Todo esto lo consiente cada año el término municipal de El Escorial y se desarrolla en San Lorenzo de El Escorial, que por el hecho de tratarse de municipios distintos, aunque cómplices en su beneplácito, tratan de despistar a los ciudadanos que envían sus protestas, como ha pretendido el Ayuntamiento de San Lorenzo. Pero esos intentos de confundirnos no pueden ocultar su vergonzosa verdad.

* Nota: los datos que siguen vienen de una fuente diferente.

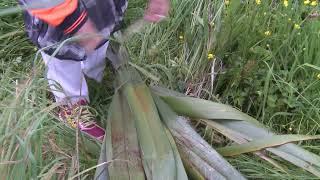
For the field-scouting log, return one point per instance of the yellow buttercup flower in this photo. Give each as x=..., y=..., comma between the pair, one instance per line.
x=267, y=33
x=210, y=56
x=258, y=2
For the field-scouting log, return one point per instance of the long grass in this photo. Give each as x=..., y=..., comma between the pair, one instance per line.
x=265, y=62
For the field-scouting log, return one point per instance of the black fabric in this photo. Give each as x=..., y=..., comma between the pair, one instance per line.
x=105, y=14
x=72, y=18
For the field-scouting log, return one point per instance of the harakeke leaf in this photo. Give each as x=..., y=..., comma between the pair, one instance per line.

La Federación de Protectoras de Animales de la Comunidad de Madrid (FAPAM), Ecologistas en Acción de Madrid y el mencionado CACMA han instado a los alcaldes de ambas localidades a que no permitan que se celebren de nuevo estas becerradas. No son las únicas: especialmente crueles son también las de Chinchón, Manzanares el Real o Los Molinos, como denuncia Matilde Cubilla, presidenta de FAPAM, que exige su prohibición. Mientras tanto, varios niños y niñas de la especie bovina son aún ignorantes del castigo que recibirán este verano por el simple hecho de existir en esta España que no acaba de horrorizarse del todo.